Uploading Keys to a Keyserver

# Upload your public key
gpg --keyserver hkps://keys.openpgp.org --send-keys alice@example.com

# Upload a revocation certificate
gpg --keyserver hkps://keys.openpgp.org --send-keys alice@example.com

Publishes your public key (or revocation certificate) to a keyserver, making it discoverable by others.

Fetching Keys from a Keyserver

# Fetch keys for 'bob@example.com' from the default keyserver
gpg --recv-keys bob@example.com

# Fetch keys for a specific key ID
gpg --recv-keys 0xDEADBEEFCAFEBABE

Downloads public keys from a keyserver into your local keyring.

Miscellaneous

Editing Key Information

gpg --edit-key alice@example.com

Enters an interactive mode to edit key attributes like expiration date, user ID, or trust level.

Exporting All Public Keys

gpg --export --armor > my_public_keys.asc

Exports all public keys in your local keyring to a single ASCII-armored file.

Importing All Public Keys

gpg --import all_public_keys.asc

Imports all public keys contained within the specified file.

Common Patterns

Encrypting a file for yourself and signing it

gpg --sign --encrypt --recipient $(gpg --list-keys --format "%u" your_email@example.com | head -n 1) your_file.txt

Encrypts your_file.txt for your own email address (obtained dynamically) and signs it.
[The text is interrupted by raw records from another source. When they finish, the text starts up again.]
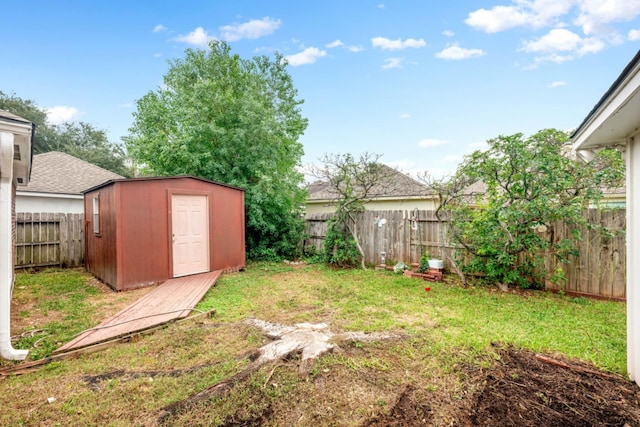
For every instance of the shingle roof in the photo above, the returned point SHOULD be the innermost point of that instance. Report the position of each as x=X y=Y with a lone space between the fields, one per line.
x=7 y=115
x=61 y=173
x=402 y=186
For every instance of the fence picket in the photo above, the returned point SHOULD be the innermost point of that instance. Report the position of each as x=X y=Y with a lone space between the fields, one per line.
x=49 y=239
x=599 y=270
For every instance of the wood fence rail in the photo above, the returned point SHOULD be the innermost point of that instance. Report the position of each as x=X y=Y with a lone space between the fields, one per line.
x=49 y=239
x=599 y=270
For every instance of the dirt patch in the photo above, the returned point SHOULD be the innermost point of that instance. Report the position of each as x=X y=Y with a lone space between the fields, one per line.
x=406 y=411
x=524 y=390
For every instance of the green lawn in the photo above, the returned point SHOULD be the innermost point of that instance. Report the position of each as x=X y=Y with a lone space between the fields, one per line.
x=449 y=335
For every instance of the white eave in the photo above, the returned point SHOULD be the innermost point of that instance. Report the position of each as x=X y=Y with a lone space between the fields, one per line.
x=49 y=195
x=615 y=116
x=22 y=138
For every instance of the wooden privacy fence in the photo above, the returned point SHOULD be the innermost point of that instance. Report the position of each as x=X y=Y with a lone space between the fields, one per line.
x=49 y=239
x=599 y=270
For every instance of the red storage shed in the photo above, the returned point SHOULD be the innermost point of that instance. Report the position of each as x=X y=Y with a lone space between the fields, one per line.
x=142 y=231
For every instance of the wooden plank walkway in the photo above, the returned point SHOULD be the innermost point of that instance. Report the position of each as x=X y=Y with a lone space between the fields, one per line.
x=171 y=300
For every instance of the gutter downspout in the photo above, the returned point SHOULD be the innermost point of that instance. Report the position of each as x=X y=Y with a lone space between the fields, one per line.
x=6 y=248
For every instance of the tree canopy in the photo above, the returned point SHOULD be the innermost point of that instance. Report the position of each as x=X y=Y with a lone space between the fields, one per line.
x=352 y=181
x=80 y=139
x=233 y=120
x=502 y=203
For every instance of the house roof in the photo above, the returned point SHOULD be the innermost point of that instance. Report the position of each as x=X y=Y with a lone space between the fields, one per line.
x=615 y=115
x=402 y=186
x=61 y=173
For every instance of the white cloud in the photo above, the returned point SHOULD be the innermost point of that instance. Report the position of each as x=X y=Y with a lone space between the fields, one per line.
x=499 y=18
x=307 y=56
x=558 y=83
x=198 y=37
x=429 y=142
x=455 y=52
x=387 y=44
x=253 y=29
x=560 y=45
x=390 y=63
x=534 y=13
x=339 y=43
x=61 y=113
x=558 y=39
x=595 y=15
x=354 y=49
x=451 y=159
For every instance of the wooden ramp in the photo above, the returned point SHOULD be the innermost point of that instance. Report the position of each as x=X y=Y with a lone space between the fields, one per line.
x=174 y=299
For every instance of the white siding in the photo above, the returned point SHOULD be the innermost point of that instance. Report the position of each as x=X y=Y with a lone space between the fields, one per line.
x=633 y=251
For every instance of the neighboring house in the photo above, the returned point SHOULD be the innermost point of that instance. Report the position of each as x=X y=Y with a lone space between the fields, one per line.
x=401 y=192
x=615 y=122
x=16 y=144
x=57 y=183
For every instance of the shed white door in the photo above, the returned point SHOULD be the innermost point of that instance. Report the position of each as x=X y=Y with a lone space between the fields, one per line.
x=190 y=228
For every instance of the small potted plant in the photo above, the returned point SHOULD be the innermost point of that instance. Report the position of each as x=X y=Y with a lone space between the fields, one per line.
x=423 y=267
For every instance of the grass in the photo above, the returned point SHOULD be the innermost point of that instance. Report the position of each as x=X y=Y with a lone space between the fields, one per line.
x=61 y=296
x=449 y=333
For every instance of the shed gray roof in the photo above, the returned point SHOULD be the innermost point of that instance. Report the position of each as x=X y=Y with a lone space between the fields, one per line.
x=61 y=173
x=402 y=186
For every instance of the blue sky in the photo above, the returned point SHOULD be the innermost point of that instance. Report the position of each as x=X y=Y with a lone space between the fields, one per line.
x=420 y=82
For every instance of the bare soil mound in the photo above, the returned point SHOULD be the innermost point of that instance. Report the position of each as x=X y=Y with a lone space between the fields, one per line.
x=526 y=390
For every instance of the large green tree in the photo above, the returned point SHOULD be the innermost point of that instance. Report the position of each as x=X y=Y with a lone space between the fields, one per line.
x=221 y=117
x=351 y=182
x=502 y=203
x=79 y=139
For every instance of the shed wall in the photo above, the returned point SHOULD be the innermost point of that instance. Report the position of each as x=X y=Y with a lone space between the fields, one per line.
x=141 y=210
x=100 y=250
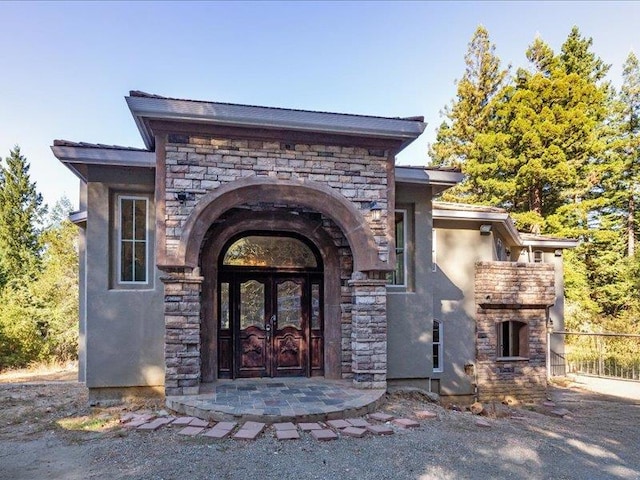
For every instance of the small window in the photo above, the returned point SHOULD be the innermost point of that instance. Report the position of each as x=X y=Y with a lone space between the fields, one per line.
x=133 y=239
x=269 y=251
x=437 y=346
x=513 y=339
x=499 y=250
x=434 y=251
x=399 y=275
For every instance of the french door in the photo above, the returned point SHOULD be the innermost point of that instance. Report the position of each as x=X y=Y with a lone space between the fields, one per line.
x=270 y=325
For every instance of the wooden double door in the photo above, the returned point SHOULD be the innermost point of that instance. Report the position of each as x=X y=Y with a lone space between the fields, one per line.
x=270 y=324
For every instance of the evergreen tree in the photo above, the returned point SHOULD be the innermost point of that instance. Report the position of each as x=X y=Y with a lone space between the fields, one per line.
x=626 y=191
x=21 y=210
x=461 y=139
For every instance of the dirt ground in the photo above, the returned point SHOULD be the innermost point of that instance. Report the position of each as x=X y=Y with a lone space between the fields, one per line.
x=47 y=431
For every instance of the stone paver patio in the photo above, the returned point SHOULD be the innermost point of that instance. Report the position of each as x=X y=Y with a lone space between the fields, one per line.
x=277 y=400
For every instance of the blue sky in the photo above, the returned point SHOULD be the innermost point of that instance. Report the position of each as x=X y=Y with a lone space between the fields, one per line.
x=65 y=67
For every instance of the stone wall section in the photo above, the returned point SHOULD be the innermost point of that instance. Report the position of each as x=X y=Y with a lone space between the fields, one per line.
x=182 y=332
x=509 y=291
x=197 y=165
x=369 y=331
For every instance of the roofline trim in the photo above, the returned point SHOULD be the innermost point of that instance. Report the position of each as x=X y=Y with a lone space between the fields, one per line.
x=502 y=218
x=405 y=130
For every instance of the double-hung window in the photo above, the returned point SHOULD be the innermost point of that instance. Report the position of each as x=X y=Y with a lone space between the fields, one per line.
x=132 y=239
x=436 y=340
x=399 y=275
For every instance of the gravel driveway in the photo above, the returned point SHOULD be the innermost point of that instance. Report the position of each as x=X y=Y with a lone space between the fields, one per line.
x=599 y=439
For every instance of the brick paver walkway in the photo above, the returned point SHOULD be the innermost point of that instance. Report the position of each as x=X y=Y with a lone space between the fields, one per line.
x=277 y=400
x=373 y=424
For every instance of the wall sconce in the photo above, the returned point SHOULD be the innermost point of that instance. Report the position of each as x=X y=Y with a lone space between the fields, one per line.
x=485 y=229
x=375 y=210
x=469 y=369
x=183 y=196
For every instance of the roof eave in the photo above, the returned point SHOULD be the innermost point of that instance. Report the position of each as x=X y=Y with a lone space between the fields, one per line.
x=77 y=159
x=503 y=219
x=551 y=243
x=144 y=108
x=439 y=180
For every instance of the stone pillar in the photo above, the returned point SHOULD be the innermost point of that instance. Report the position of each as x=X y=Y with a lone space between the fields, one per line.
x=182 y=331
x=369 y=330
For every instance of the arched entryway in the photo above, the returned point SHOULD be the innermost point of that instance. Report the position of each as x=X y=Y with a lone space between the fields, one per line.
x=318 y=273
x=270 y=305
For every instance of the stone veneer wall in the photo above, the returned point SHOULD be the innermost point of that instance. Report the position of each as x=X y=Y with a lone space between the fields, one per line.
x=199 y=164
x=519 y=292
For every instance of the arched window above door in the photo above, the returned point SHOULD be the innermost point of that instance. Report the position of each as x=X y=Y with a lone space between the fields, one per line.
x=273 y=251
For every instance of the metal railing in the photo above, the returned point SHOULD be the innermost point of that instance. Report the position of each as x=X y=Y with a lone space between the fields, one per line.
x=609 y=355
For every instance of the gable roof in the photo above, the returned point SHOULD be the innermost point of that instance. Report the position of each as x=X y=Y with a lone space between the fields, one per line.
x=146 y=107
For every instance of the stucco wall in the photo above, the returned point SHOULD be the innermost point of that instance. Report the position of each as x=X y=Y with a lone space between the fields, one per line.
x=410 y=309
x=124 y=339
x=457 y=251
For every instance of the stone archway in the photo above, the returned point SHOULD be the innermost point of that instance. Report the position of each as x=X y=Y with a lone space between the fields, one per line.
x=309 y=194
x=364 y=341
x=240 y=222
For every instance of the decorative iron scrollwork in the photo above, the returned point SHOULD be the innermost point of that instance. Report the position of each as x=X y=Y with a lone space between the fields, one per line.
x=289 y=346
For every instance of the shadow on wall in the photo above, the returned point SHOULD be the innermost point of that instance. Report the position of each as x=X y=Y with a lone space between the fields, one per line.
x=454 y=305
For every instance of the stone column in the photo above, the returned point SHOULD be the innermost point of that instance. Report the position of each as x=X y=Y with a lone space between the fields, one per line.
x=182 y=331
x=369 y=331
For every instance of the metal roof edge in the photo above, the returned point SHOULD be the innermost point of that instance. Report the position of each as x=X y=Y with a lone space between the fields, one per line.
x=147 y=107
x=502 y=218
x=551 y=242
x=446 y=178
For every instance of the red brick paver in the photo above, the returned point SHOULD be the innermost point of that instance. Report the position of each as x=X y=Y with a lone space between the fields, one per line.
x=221 y=430
x=284 y=426
x=338 y=423
x=305 y=427
x=287 y=435
x=358 y=422
x=197 y=422
x=355 y=432
x=381 y=417
x=380 y=429
x=324 y=435
x=246 y=434
x=183 y=420
x=191 y=431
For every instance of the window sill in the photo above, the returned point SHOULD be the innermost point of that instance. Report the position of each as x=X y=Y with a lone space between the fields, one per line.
x=512 y=359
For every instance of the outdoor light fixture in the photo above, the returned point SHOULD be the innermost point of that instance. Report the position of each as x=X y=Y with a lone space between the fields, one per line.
x=485 y=229
x=375 y=210
x=183 y=196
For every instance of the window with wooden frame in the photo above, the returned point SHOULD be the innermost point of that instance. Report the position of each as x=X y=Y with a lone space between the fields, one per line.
x=132 y=240
x=436 y=341
x=513 y=339
x=399 y=276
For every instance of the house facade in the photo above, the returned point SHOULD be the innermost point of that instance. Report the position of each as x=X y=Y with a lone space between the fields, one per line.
x=248 y=241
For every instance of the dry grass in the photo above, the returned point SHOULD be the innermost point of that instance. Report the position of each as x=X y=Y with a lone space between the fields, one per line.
x=44 y=371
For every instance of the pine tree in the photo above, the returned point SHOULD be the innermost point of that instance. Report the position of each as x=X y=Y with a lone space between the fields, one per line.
x=628 y=149
x=21 y=210
x=550 y=119
x=461 y=139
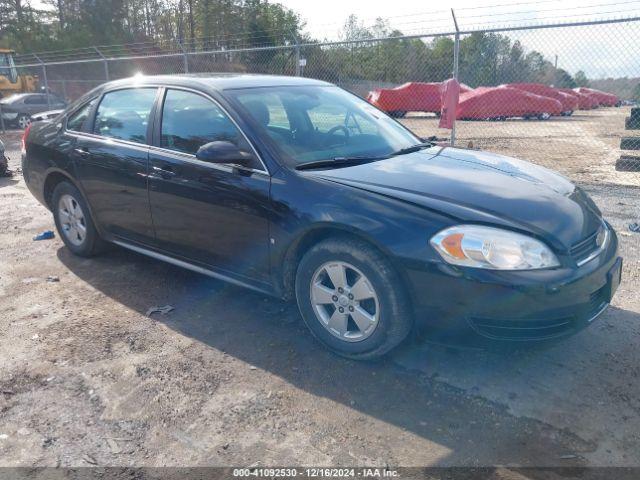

Creating a reproducible build artifact signature

tar -czf myproject-1.0.tar.gz src/ include/ Makefile
gpg --armor --detach-sign myproject-1.0.tar.gz
mv myproject-1.0.tar.gz.asc myproject-1.0.tar.gz.sig

Creates a tarball and then generates a detached, ASCII-armored signature for it.

Securely deleting sensitive files

gpg --output sensitive.txt.gpg --symmetric sensitive.txt
rm sensitive.txt # Standard deletion
shred -uz sensitive.txt # More secure deletion (Linux/macOS)

Encrypts the file symmetrically, then securely removes the original plaintext file.

Verifying a downloaded file and its signature

wget https://example.com/software.tar.gz
wget https://example.com/software.tar.gz.sig
gpg --verify software.tar.gz.sig software.tar.gz
# If verification is successful, then extract
tar -xzf software.tar.gz

Downloads a software archive and its signature, verifies the signature, and then extracts the archive if valid.

Piping data to GPG for encryption

echo "This is a secret message." | gpg --encrypt --recipient alice@example.com --armor > secret.asc

Takes standard input, encrypts it for Alice, and saves the ASCII-armored output to secret.asc.

Piping data from GPG for decryption

gpg --decrypt encrypted.gpg | less

Decrypts encrypted.gpg and pipes the plaintext output to the less pager.

Gotchas

  • Passphrase Strength: The security of your secret key relies entirely on the strength of its passphrase. Use a long, complex, and unique passphrase.
  • Secret Key Secrecy: Never share your secret key. If it’s compromised, your encrypted communications are no longer secure.
  • Key Expiration: Keys expire. Ensure you renew them or generate new ones before they do. Old keys might be rejected by some software.
  • Trust is Manual: GPG doesn’t automatically trust keys. You need to explicitly trust keys you intend to communicate with securely, or rely on a web of trust built by others.
  • ASCII Armor: --armor (or -a) is crucial when exchanging keys or encrypted messages via email or text-based systems, as it converts binary data into printable ASCII characters.
  • Key ID Ambiguity: Short Key IDs (like the last 8 hex digits) can sometimes collide. Always use the full fingerprint for absolute certainty when identifying keys, especially in critical operations.
  • Revocation Certificates: If you lose your secret key or passphrase, or if it’s compromised, you must generate and upload a revocation certificate to invalidate your key. Otherwise, others might continue to use an invalid key.
  • Keyserver Policies: Keyservers are public directories. Anything uploaded (keys, revocation certificates) is generally permanent and publicly accessible. Be mindful of what you upload.
  • --batch mode: When scripting, use --batch --yes to suppress interactive prompts, but be extremely careful as this can lead to accidental actions if not used correctly.